There are a few reasons behind the CPI jump.

  1. The statistical office has still been imputing an important part of the CPI basket by estimating items which are not representative or unavailable. This extends the pre-Covid-19 trend of rising prices and may explain the counterintuitive rise in foreign tourist services. The statistical office will gradually return to normal price recording from July onwards, so this effect should fade in the coming months.
  2. Price increases are also seen in other services, some of which are the effect of pent-up demand exaggerated by households spending long weekends and holidays inside the country (long weekend after Corpus Christi). This can be seen in recreational services and domestic tourist services. We also see a rise in prices of cable TV.
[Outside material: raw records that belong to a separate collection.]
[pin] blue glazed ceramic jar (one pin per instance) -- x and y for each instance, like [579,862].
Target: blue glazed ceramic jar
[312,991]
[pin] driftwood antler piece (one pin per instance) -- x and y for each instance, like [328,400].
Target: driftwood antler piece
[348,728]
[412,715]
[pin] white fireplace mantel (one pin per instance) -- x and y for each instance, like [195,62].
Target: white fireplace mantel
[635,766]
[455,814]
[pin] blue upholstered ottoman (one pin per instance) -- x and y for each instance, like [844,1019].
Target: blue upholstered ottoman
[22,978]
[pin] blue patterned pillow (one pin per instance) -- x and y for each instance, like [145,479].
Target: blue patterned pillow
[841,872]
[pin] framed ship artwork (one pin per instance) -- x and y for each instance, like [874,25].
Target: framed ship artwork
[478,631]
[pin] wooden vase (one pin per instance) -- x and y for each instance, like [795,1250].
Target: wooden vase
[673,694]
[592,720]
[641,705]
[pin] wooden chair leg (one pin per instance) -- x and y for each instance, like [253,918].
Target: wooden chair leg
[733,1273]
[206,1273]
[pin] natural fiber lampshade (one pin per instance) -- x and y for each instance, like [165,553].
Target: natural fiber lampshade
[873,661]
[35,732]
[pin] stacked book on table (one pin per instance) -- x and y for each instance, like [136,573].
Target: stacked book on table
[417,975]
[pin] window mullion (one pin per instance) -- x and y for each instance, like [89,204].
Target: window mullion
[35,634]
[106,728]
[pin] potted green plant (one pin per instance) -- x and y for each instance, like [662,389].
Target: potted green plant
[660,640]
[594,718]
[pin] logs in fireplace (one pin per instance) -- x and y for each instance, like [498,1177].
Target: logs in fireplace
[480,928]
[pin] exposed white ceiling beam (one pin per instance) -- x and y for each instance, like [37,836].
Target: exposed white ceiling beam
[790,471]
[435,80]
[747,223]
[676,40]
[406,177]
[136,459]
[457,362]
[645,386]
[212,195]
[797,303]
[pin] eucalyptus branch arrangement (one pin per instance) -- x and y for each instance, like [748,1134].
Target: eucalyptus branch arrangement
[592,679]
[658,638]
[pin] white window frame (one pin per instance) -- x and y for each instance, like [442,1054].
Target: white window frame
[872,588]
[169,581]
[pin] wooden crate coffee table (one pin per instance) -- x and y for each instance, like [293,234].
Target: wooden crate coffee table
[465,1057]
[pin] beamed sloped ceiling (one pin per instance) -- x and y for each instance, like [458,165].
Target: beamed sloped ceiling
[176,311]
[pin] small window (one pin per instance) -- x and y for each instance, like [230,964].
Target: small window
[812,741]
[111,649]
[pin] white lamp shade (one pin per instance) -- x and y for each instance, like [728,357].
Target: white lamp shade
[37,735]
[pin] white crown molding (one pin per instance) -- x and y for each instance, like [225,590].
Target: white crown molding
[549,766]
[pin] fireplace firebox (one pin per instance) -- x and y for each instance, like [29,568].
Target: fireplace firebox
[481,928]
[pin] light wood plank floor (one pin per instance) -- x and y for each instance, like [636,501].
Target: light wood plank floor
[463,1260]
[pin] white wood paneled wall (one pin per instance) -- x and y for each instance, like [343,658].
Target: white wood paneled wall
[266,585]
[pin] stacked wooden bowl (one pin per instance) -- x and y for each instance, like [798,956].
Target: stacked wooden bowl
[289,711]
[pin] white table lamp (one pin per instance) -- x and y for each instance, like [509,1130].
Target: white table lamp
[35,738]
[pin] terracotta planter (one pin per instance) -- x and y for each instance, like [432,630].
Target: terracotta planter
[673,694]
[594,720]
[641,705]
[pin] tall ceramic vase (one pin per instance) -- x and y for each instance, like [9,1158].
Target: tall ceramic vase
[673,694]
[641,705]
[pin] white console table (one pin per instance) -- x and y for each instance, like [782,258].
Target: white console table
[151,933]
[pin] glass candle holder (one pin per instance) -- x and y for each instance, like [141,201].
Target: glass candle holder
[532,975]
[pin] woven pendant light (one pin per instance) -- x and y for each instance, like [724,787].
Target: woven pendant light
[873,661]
  3. Other increases are regulated and quasi regulated prices (rubbish collection prices and train tickets) or some goods (books).

The effects of price estimation (raising CPI) will expire from July onwards, but the effect of pent-up demand and 'staycations' will delay the fall of the CPI. We expect CPI to return to the National Bank of Poland's target (2.5% YoY) in October-November and reach a bottom in 1Q21, falling close to the lower bound of the CPI target (2.5%YoY+/-1%) in 1Q21.